Shade stared sideways at the drake lord. “Reegan’s foul . . . spirit said it! His ‘brothers’! You—your name—it was—”

“Loganosss Tezerenee,” the Crystal Dragon murmured almost nostalgically. “Your dear—ever-obedient to Father—sibling . . . Logan.”

So many memories flooded back, but even then, Shade could not remember the face of his brother Logan. He had been one of the shadows, one of those so obedient to their father that he seemed more an appendage.

“The wizard Bedlam . . . he knowsss the truth. He dissscovered it when we faced the wolf raiders and the awakening legionsss of the Quel sssome yearsss back. Of courssse, he rightly believed that in raising my realm into upheaval, I lossst my mind, my memory.”

Shade waited for more, but the Crystal Dragon did not go on. Rather, he gestured to the two dwarves. The eyes of Edrin and Magron glazed over.

“How did . . . you survive . . . Logan? How did you . . . remember when the others . . . could not?”

“The founders left more placesss—places—behind than any realized,
Gerrod
. The magic of the cavern I made my domain brought back my former life . . . and revealed the travesty I had become!” The drake
lord laughed harshly. “How our father yearned for the power of the dragon! What an irony! What a grand jessst!”

As the last word slipped out, the Crystal Dragon hissed angrily. Shade understood then that Logan Tezerenee was a presence barely in control of the Dragon King’s body. Even now, the reptilian nature of a drake lord threatened to overwhelm what remained of the Vraad within.

Shade inhaled, then, with all his will, called out, “You will . . . not . . . what you want is lost to you . . . forever, Logan! This—this device will not bring you . . . back!”

He had the Crystal Dragon’s attention. The glittering drake lord returned to him. Kneeling down, the former Vraad eyed his brother with fiery orbs. “What do you mean? You sought thisss—this to return you to your original form, Gerrod!”

“No . . . I only . . . wanted to end . . . my curse!”
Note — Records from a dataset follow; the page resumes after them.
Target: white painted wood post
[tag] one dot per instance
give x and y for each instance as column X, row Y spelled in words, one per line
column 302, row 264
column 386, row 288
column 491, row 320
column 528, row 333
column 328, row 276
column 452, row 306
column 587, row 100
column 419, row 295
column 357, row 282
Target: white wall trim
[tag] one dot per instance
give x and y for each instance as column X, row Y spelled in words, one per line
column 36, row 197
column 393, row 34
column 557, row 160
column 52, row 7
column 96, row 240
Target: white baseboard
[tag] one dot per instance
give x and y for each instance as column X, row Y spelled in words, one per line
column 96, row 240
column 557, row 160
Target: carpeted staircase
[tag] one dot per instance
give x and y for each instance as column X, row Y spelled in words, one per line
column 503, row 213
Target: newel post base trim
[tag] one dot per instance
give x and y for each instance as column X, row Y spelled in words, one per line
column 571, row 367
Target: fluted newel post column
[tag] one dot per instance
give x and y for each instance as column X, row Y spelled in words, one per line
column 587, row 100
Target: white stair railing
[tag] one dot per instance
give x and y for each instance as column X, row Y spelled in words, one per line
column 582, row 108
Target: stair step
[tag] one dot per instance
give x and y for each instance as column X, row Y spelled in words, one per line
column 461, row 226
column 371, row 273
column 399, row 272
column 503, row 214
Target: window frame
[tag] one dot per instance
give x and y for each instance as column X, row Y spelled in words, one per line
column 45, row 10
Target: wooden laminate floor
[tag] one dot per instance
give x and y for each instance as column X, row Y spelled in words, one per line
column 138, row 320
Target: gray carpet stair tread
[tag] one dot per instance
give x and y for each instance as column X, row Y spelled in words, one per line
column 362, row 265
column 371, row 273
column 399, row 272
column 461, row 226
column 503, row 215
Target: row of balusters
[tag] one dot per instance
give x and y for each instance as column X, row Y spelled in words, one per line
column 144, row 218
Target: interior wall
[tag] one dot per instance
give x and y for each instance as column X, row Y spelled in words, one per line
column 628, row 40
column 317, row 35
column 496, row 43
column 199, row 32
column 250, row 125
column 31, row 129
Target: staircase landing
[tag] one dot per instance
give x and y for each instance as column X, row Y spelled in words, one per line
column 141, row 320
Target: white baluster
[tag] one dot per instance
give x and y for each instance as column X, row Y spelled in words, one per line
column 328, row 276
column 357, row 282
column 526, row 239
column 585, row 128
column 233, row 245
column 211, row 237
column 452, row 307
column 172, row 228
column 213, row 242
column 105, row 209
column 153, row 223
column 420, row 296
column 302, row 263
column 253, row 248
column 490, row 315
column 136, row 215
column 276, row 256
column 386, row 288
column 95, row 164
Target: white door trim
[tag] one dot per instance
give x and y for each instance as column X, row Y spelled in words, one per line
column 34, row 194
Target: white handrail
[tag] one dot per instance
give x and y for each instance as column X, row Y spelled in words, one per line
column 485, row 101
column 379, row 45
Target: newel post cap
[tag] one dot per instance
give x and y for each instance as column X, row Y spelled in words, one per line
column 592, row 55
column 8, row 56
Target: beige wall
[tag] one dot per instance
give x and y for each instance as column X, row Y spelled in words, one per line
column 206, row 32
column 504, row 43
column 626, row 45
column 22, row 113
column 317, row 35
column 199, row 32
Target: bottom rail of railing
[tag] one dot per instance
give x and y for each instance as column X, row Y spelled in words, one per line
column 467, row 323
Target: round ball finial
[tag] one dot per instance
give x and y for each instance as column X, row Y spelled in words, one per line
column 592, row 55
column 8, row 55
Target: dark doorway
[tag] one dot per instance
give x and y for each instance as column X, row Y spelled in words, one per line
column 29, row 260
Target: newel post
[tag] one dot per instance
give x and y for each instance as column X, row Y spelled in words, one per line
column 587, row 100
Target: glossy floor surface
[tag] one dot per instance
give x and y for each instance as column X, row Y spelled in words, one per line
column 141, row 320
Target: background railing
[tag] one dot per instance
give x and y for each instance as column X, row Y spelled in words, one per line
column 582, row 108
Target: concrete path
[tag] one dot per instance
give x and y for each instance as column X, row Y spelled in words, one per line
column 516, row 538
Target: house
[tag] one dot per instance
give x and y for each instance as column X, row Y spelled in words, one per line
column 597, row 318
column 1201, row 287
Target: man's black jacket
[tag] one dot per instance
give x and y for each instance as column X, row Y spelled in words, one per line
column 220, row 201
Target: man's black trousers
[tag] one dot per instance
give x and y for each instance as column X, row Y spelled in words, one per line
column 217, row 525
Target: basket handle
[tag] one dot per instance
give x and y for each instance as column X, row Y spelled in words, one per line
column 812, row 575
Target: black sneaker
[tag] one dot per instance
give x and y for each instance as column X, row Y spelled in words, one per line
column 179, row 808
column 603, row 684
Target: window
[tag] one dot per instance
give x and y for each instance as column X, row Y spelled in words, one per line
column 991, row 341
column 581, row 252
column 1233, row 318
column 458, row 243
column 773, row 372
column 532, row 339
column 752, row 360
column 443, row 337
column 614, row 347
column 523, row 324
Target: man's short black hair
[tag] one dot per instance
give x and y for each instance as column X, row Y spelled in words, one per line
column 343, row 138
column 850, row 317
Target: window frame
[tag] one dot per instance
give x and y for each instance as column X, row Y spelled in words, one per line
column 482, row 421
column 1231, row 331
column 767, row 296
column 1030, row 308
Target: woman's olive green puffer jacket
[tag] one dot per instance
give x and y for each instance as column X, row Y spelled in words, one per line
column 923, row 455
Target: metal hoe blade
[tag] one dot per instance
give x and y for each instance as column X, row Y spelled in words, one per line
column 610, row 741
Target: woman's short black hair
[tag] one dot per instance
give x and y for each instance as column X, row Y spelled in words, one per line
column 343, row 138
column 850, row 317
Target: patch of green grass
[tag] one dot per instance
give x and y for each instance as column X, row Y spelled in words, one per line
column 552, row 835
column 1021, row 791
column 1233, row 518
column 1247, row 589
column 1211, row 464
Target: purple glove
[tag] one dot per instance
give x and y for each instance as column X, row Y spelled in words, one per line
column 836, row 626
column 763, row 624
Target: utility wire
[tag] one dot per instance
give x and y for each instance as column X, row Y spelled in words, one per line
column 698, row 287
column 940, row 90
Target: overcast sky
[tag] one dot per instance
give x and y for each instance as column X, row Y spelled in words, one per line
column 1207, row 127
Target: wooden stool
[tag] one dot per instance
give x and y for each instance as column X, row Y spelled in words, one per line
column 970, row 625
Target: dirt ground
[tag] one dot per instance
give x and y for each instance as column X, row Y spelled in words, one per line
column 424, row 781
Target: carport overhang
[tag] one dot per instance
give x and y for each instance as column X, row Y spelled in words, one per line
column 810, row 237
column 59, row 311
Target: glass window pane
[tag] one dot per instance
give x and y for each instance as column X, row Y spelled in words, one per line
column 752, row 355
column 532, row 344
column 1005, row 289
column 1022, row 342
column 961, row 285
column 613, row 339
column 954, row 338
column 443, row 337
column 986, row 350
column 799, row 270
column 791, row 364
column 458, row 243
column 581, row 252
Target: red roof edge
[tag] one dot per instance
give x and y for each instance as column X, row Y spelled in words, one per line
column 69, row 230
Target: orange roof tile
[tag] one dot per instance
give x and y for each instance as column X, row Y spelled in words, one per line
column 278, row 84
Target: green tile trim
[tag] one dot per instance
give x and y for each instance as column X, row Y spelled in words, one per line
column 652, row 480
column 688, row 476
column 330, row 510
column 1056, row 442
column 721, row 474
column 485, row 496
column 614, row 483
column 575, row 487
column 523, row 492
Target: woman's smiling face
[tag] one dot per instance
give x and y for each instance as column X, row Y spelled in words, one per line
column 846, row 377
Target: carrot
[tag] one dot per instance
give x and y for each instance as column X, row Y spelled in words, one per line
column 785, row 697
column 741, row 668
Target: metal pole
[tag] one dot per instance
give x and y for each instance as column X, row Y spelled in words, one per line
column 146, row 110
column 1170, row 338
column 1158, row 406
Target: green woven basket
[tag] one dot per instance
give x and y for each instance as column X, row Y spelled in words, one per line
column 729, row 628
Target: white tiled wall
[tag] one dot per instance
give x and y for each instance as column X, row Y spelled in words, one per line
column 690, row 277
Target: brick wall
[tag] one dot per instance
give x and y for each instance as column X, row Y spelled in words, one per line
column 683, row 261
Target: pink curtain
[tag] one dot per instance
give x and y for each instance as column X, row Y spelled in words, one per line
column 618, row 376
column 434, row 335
The drake lord pulled back. “You lie! You would not want to do that! You would not simply come here to
die
!”

But Shade
had
. That was the terrible truth that even the sorcerer had not recalled until a short time ago. After centuries of maintaining his existence while seeking to avoid the land’s desires, he had uncovered the tower. By then so very desperate, he had seen it as the one manner by which he would cheat the land. Not merely death, but absolute dissolution.

The Crystal Dragon clutched at his own chest. Only then did Cabe notice a peculiar dullness in one spot. Striving hard, he sensed what had been kept hidden from him earlier.

Secreted in the Dragon King’s hide was some creation of the Lords of the Dead.